Even if your lender hasn’t specifically stated that you need to take out a homeowners’ insurance policy—and they probably will—it’s not something that you should go without. Like any type of insurance, it might seem like just another monthly cost—until something goes awry, that is.
But you also don’t want to get stuck with the wrong plan or a frustrating and unhelpful insurance agency. What follows are some of the most important things to consider before deciding on a policy.
Educate Yourself and Compare Your Options
When it comes to taking out a homeowners’ insurance policy, you want to learn as much as you can about what’s available, who’s offering it, and at what price. It’s typical for mortgage lenders to require the home buyer to purchase insurance, and they may even specify the minimum type of coverage needed, but they likely won’t tell you who to purchase it from.
Before making a decision, due diligence means not just understanding the ins-and-outs of premiums, deductibles, and sub-limits, but also comparison shopping between different insurance companies.
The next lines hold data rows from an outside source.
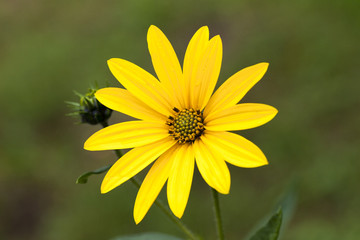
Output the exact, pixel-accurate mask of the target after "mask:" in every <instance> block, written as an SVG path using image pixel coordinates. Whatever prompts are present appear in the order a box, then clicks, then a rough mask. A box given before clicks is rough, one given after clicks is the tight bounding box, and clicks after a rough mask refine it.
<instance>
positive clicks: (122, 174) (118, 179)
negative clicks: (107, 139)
mask: <svg viewBox="0 0 360 240" xmlns="http://www.w3.org/2000/svg"><path fill="white" fill-rule="evenodd" d="M175 143H176V142H175V141H174V140H173V139H172V138H171V137H168V138H165V139H162V140H160V141H157V142H154V143H151V144H148V145H145V146H142V147H137V148H134V149H132V150H130V151H129V152H127V153H126V154H125V155H124V156H122V157H121V158H120V159H119V160H118V161H117V162H116V163H115V164H114V165H113V166H112V167H111V168H110V170H109V171H108V172H107V174H106V175H105V178H104V180H103V182H102V184H101V193H107V192H109V191H111V190H112V189H114V188H116V187H117V186H119V185H120V184H122V183H124V182H125V181H127V180H128V179H130V178H132V177H133V176H135V175H136V174H137V173H138V172H140V171H141V170H143V169H144V168H145V167H146V166H148V165H149V164H150V163H152V162H153V161H154V160H155V159H156V158H158V157H159V156H160V155H161V154H163V153H164V152H165V151H166V150H168V149H169V148H170V147H171V146H173V145H174V144H175Z"/></svg>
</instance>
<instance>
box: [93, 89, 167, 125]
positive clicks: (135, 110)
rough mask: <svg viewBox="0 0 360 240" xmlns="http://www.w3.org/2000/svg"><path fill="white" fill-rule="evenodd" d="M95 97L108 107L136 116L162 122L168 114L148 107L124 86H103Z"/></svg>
mask: <svg viewBox="0 0 360 240" xmlns="http://www.w3.org/2000/svg"><path fill="white" fill-rule="evenodd" d="M95 97H96V98H97V99H98V100H99V101H100V102H101V103H102V104H103V105H105V106H106V107H108V108H110V109H113V110H115V111H118V112H121V113H124V114H126V115H129V116H131V117H134V118H138V119H142V120H148V121H160V122H166V119H167V116H165V115H162V114H160V113H159V112H157V111H155V110H153V109H152V108H150V107H148V106H147V105H146V104H144V103H143V102H141V101H140V100H139V99H137V98H136V97H134V95H132V94H131V93H130V92H129V91H128V90H125V89H122V88H102V89H99V90H98V91H97V92H96V93H95Z"/></svg>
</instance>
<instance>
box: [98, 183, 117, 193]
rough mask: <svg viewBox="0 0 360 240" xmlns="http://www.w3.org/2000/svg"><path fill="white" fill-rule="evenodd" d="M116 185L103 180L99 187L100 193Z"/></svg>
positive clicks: (116, 186)
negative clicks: (103, 180)
mask: <svg viewBox="0 0 360 240" xmlns="http://www.w3.org/2000/svg"><path fill="white" fill-rule="evenodd" d="M115 187H117V186H111V185H109V184H108V183H107V181H103V182H102V184H101V187H100V192H101V194H105V193H108V192H110V191H111V190H113V189H114V188H115Z"/></svg>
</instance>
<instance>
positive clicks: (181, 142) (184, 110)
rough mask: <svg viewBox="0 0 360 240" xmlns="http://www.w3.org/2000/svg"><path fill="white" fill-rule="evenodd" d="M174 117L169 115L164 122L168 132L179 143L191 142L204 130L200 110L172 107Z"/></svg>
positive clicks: (202, 115)
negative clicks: (168, 131)
mask: <svg viewBox="0 0 360 240" xmlns="http://www.w3.org/2000/svg"><path fill="white" fill-rule="evenodd" d="M173 110H174V112H175V114H174V117H172V116H170V117H169V120H167V121H166V124H167V125H169V134H170V136H173V138H174V140H175V141H177V142H178V143H179V144H184V143H187V142H188V143H193V142H194V141H195V139H197V138H199V137H200V136H201V134H202V133H203V132H204V130H205V129H204V122H203V121H204V119H203V115H202V112H201V111H200V110H196V111H195V110H194V109H193V108H190V109H186V108H184V109H182V110H181V111H180V110H179V109H177V108H174V109H173Z"/></svg>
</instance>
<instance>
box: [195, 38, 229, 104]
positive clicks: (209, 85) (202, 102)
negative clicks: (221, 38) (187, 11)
mask: <svg viewBox="0 0 360 240" xmlns="http://www.w3.org/2000/svg"><path fill="white" fill-rule="evenodd" d="M221 61H222V42H221V38H220V36H219V35H217V36H215V37H213V38H212V39H210V41H209V44H208V46H207V47H206V49H205V51H204V52H203V54H202V56H201V58H200V61H199V63H198V65H197V68H196V70H195V75H194V80H195V81H194V85H192V86H191V87H190V91H191V93H190V94H191V96H193V98H194V99H193V101H194V102H192V106H195V108H196V109H200V110H202V109H203V108H204V107H205V106H206V104H207V103H208V101H209V99H210V96H211V94H212V92H213V91H214V88H215V85H216V82H217V80H218V77H219V74H220V68H221Z"/></svg>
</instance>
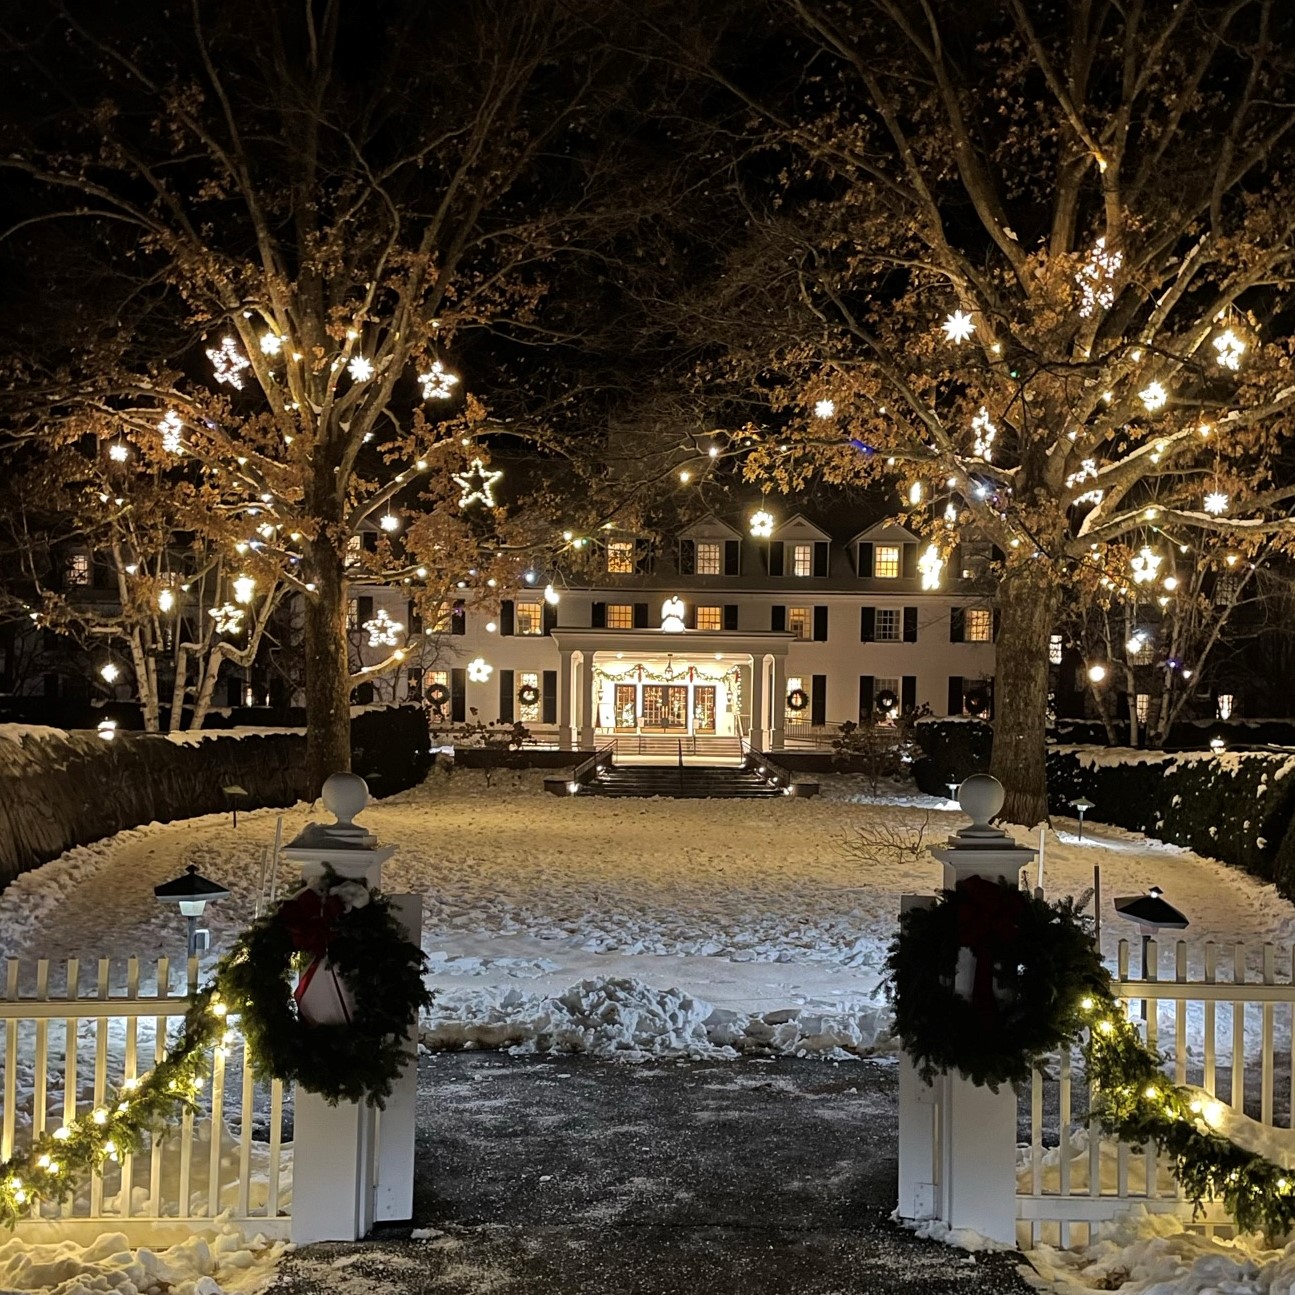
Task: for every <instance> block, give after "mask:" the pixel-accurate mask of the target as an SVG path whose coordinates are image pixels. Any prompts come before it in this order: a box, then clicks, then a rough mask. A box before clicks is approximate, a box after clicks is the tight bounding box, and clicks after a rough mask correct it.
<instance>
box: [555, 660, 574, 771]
mask: <svg viewBox="0 0 1295 1295" xmlns="http://www.w3.org/2000/svg"><path fill="white" fill-rule="evenodd" d="M571 655H572V654H571V651H570V650H565V651H558V746H561V747H562V749H563V750H570V749H571V747H572V746H575V734H574V733H572V732H571V694H572V688H571Z"/></svg>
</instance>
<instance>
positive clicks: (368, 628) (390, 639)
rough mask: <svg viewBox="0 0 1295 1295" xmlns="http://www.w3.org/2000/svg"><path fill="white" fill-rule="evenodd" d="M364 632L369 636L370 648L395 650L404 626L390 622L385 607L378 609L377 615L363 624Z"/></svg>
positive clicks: (398, 623) (388, 615)
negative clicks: (364, 631) (363, 625)
mask: <svg viewBox="0 0 1295 1295" xmlns="http://www.w3.org/2000/svg"><path fill="white" fill-rule="evenodd" d="M364 631H365V633H366V635H368V636H369V646H370V647H395V646H396V644H399V642H400V635H403V633H404V625H403V624H401V623H400V622H399V620H392V619H391V616H390V615H389V614H387V609H386V607H378V611H377V615H376V616H374V618H373V619H372V620H365V622H364Z"/></svg>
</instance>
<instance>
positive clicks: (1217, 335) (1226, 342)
mask: <svg viewBox="0 0 1295 1295" xmlns="http://www.w3.org/2000/svg"><path fill="white" fill-rule="evenodd" d="M1213 348H1215V351H1216V352H1217V356H1216V357H1217V360H1219V368H1220V369H1232V370H1233V373H1235V372H1237V369H1239V368H1241V357H1242V355H1244V352H1246V343H1244V342H1242V339H1241V338H1239V337H1237V334H1235V333H1233V330H1232V329H1225V330H1224V332H1222V333H1220V334H1219V335H1217V337H1216V338H1215V339H1213Z"/></svg>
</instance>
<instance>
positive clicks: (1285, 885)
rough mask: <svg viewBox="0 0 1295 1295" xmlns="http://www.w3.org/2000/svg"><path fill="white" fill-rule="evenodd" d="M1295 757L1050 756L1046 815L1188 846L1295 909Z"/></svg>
mask: <svg viewBox="0 0 1295 1295" xmlns="http://www.w3.org/2000/svg"><path fill="white" fill-rule="evenodd" d="M1292 773H1295V756H1290V755H1281V754H1269V752H1264V751H1229V752H1224V754H1220V755H1215V754H1213V752H1208V751H1190V752H1180V754H1177V755H1165V754H1163V752H1158V751H1134V750H1128V749H1118V747H1101V749H1093V747H1054V749H1052V750H1050V751H1049V752H1048V807H1049V809H1050V811H1052V812H1053V813H1057V815H1063V816H1066V817H1074V816H1075V809H1074V802H1075V800H1077V799H1079V798H1080V796H1087V798H1088V799H1089V800H1092V802H1093V808H1092V809H1090V811H1089V812H1088V817H1089V818H1096V820H1098V821H1099V822H1110V824H1115V825H1116V826H1120V828H1128V829H1129V830H1132V831H1141V833H1145V834H1146V835H1149V837H1155V838H1156V839H1159V840H1168V842H1172V843H1173V844H1176V846H1186V847H1188V848H1190V850H1194V851H1197V853H1200V855H1208V856H1210V857H1211V859H1217V860H1221V861H1222V862H1225V864H1233V865H1235V866H1237V868H1243V869H1244V870H1246V872H1247V873H1252V874H1254V875H1255V877H1259V878H1263V879H1264V881H1268V882H1272V883H1273V884H1276V886H1277V888H1278V891H1281V894H1282V895H1285V896H1287V897H1290V899H1295V834H1292V831H1291V821H1292V817H1295V777H1291V774H1292Z"/></svg>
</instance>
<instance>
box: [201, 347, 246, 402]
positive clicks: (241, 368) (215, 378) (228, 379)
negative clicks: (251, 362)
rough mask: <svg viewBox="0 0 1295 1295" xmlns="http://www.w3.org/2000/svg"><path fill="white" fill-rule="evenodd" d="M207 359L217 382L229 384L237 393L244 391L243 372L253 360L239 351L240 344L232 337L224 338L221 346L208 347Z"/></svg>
mask: <svg viewBox="0 0 1295 1295" xmlns="http://www.w3.org/2000/svg"><path fill="white" fill-rule="evenodd" d="M207 359H208V360H210V361H211V369H212V373H214V374H215V379H216V382H228V383H229V386H232V387H233V389H234V390H236V391H242V370H243V369H246V368H247V366H249V365H250V364H251V360H249V359H247V356H246V355H243V354H242V351H240V350H238V343H237V342H236V341H234V339H233V338H232V337H223V338H221V339H220V346H218V347H208V348H207Z"/></svg>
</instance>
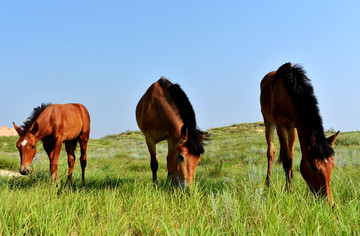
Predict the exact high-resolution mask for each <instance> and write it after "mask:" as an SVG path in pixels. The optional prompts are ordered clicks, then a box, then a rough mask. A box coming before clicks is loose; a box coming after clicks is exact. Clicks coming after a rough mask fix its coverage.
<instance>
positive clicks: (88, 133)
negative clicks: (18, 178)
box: [13, 104, 90, 185]
mask: <svg viewBox="0 0 360 236" xmlns="http://www.w3.org/2000/svg"><path fill="white" fill-rule="evenodd" d="M13 124H14V127H15V129H16V131H17V133H18V134H19V136H20V138H19V140H18V141H17V144H16V146H17V148H18V149H19V152H20V159H21V167H20V170H19V171H20V173H21V174H22V175H27V174H28V173H29V167H30V165H31V162H32V160H33V158H34V156H35V154H36V144H37V142H38V141H39V140H41V141H42V143H43V146H44V149H45V151H46V153H47V155H48V156H49V159H50V172H51V184H53V183H54V182H55V181H56V179H57V169H58V158H59V155H60V151H61V146H62V143H65V149H66V152H67V154H68V164H69V173H68V178H67V183H68V184H71V176H72V172H73V168H74V163H75V154H74V151H75V147H76V144H77V142H79V143H80V148H81V156H80V162H81V169H82V184H83V185H85V167H86V148H87V142H88V140H89V135H90V116H89V113H88V111H87V110H86V108H85V107H84V106H83V105H81V104H41V106H39V107H36V108H34V111H33V113H32V114H31V116H30V117H29V118H28V119H27V120H26V121H25V122H24V124H23V125H22V126H21V128H20V127H18V126H17V125H16V124H15V123H13Z"/></svg>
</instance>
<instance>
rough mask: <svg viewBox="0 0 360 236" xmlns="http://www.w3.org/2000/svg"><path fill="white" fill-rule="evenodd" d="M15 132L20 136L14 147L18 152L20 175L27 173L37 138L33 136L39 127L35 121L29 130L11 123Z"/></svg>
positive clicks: (33, 150) (29, 165)
mask: <svg viewBox="0 0 360 236" xmlns="http://www.w3.org/2000/svg"><path fill="white" fill-rule="evenodd" d="M13 125H14V128H15V130H16V132H17V133H18V134H19V136H20V138H19V140H18V141H17V143H16V147H17V148H18V149H19V152H20V169H19V171H20V173H21V174H22V175H27V174H28V173H29V168H30V165H31V163H32V160H33V159H34V156H35V154H36V143H37V139H36V137H35V134H36V132H37V131H38V129H39V125H38V123H37V122H35V123H34V125H33V126H32V127H31V129H30V131H26V132H24V131H23V130H21V128H20V127H18V126H17V125H16V124H15V123H13Z"/></svg>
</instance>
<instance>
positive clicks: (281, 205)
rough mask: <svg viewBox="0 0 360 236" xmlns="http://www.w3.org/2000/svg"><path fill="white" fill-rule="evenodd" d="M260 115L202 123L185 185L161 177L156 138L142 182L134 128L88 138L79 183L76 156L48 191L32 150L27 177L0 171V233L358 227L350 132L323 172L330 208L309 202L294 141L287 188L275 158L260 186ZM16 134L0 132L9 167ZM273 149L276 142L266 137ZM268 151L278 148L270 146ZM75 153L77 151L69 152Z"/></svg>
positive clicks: (215, 233) (50, 232)
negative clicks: (255, 119)
mask: <svg viewBox="0 0 360 236" xmlns="http://www.w3.org/2000/svg"><path fill="white" fill-rule="evenodd" d="M263 128H264V127H263V124H262V123H250V124H236V125H232V126H229V127H221V128H215V129H212V130H209V131H210V132H211V134H212V136H211V139H212V140H211V141H209V142H208V143H207V145H206V147H205V149H206V153H205V155H203V156H202V157H201V161H200V163H199V165H198V167H197V168H196V177H195V184H194V186H193V188H191V189H190V190H189V191H187V192H181V191H178V190H172V189H171V188H170V183H169V182H168V181H166V179H167V170H166V153H167V145H166V143H165V142H162V143H160V144H159V145H158V157H159V161H160V163H159V171H158V178H159V183H160V187H159V188H158V189H155V188H154V187H153V186H152V183H151V180H152V177H151V176H152V175H151V169H150V158H149V154H148V151H147V147H146V145H145V141H144V137H143V136H142V134H141V133H140V132H126V133H122V134H119V135H112V136H107V137H104V138H102V139H98V140H90V141H89V146H88V161H87V163H88V166H87V169H86V182H87V185H86V186H85V187H81V186H80V185H81V168H80V164H79V160H77V162H76V165H75V169H74V175H73V185H72V187H71V188H69V187H67V186H65V181H66V176H67V171H68V168H67V159H66V156H65V152H64V150H63V151H62V153H61V157H60V161H59V173H58V174H59V180H60V185H59V186H58V187H53V188H52V189H50V188H49V187H50V174H49V161H48V158H47V156H46V154H45V152H44V151H43V149H42V148H41V146H42V145H41V144H39V147H38V153H39V154H38V155H37V158H36V160H35V161H34V162H33V164H32V169H31V175H30V176H28V177H21V178H19V177H16V178H15V177H10V178H9V177H0V203H1V204H0V234H1V235H24V234H26V235H90V234H91V235H229V234H230V235H244V234H251V235H268V234H276V235H278V234H281V235H285V234H286V235H287V234H295V235H296V234H300V235H324V234H327V235H344V234H359V233H360V220H359V216H360V201H359V200H360V199H359V195H360V190H359V189H360V172H359V171H358V169H359V165H360V155H359V140H360V132H351V133H340V135H339V137H338V139H337V141H336V143H335V152H336V157H335V159H336V166H335V168H334V170H333V174H332V193H333V198H334V201H335V203H336V206H335V208H334V209H332V208H331V207H329V206H328V205H327V204H326V202H324V201H317V200H316V199H315V198H314V197H313V195H312V194H311V193H310V190H309V189H308V187H307V186H306V183H305V181H304V180H303V179H302V177H301V174H300V172H299V164H300V159H301V153H300V148H299V143H298V142H296V146H295V152H296V154H295V158H294V170H295V173H294V181H293V188H294V191H293V192H287V191H285V189H284V187H285V177H284V176H285V175H284V172H283V170H282V167H281V166H278V165H276V166H274V168H273V178H272V180H273V182H272V186H271V188H270V189H268V188H266V187H265V184H264V183H265V176H266V168H267V161H266V141H265V138H264V133H263ZM16 140H17V139H16V137H11V138H5V137H0V169H10V170H13V171H17V169H18V168H19V154H18V152H17V150H16V147H15V142H16ZM276 148H277V150H278V148H279V145H278V143H276ZM277 153H278V152H277ZM78 156H79V155H78Z"/></svg>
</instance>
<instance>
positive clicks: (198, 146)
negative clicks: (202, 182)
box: [136, 78, 208, 189]
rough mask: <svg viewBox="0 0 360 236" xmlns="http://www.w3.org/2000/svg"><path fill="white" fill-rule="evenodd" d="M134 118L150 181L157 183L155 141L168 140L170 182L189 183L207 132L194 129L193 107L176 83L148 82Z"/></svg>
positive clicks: (175, 184)
mask: <svg viewBox="0 0 360 236" xmlns="http://www.w3.org/2000/svg"><path fill="white" fill-rule="evenodd" d="M136 120H137V124H138V126H139V128H140V130H141V131H142V133H143V134H144V135H145V139H146V144H147V146H148V149H149V152H150V158H151V162H150V166H151V170H152V174H153V182H154V184H155V185H158V182H157V174H156V173H157V170H158V160H157V157H156V144H157V143H158V142H160V141H162V140H167V142H168V155H167V169H168V173H169V176H171V178H172V183H173V184H174V185H175V186H180V187H181V188H182V189H184V188H185V187H186V186H187V185H188V184H191V183H192V182H193V180H194V173H195V167H196V165H197V163H198V162H199V160H200V155H201V154H203V153H204V152H205V151H204V147H203V140H204V139H205V138H206V137H208V134H207V133H206V132H203V131H201V130H199V129H198V128H197V126H196V119H195V113H194V110H193V108H192V106H191V104H190V101H189V99H188V97H187V96H186V94H185V93H184V91H183V90H182V89H181V88H180V86H179V85H178V84H172V83H171V82H170V81H168V80H167V79H165V78H160V80H158V81H157V82H155V83H154V84H152V85H151V86H150V88H149V89H148V90H147V91H146V93H145V94H144V95H143V96H142V98H141V99H140V101H139V103H138V104H137V107H136Z"/></svg>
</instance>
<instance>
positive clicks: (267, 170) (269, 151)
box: [264, 118, 275, 187]
mask: <svg viewBox="0 0 360 236" xmlns="http://www.w3.org/2000/svg"><path fill="white" fill-rule="evenodd" d="M264 123H265V135H266V142H267V144H268V149H267V158H268V170H267V176H266V185H267V186H268V187H269V185H270V181H271V172H272V166H273V162H274V158H275V146H274V130H275V125H274V124H273V123H271V122H270V121H268V120H266V119H265V118H264Z"/></svg>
To track down a company that offers competitive rates and excellent customer service, friends and experienced customers (including on the Internet) are your best allies.
Pay Your Mortgage and Insurance Together
In most cases, setting up escrow payments will allow you to almost seamlessly combine your monthly premiums paid to the insurance company with your mortgage payments. Merging these payments provides two distinct advantages. First, it streamlines the process, making it less likely that you’ll be late on either payment. Second, it allows for peace of mind between yourself and the lender, since they can clearly see that you’re maintaining your insurance policy.
Know Your Home Value
It’s essential that you know the exact value of your home before taking out a policy. Your monthly premiums are directly correlated to your home’s value, which means you could be overpaying if the property has been overvalued. However, in case something happens to your home and you need to make a claim, you don’t want to find out the property’s been undervalued, either.
Of course, if you’re purchasing insurance at the same time at closing, this step becomes much easier—but you’ll still need to consider whether you’re listing the value with or without depreciation, and whether you’re factoring in the valuables and belongings inside.
Save Money Where You Can
With most insurance companies, you can reduce your monthly premiums by proving that you’ve taken certain steps to reduce the likelihood of a claim. Some of the more obvious possibilities including installing a home security system, or upgrading to a more secure combination of locks and deadbolts. However, other factors may be considered as well, including the quality of your electrical work—even your proximity to police and fire stations.
There’s a balance you’re looking to strike here—you want the best coverage you can afford, but you don’t want to overpay. Always keep in mind that while a plan with lower premiums may look great today, it will seem less appealing if the unthinkable occurs years down the road.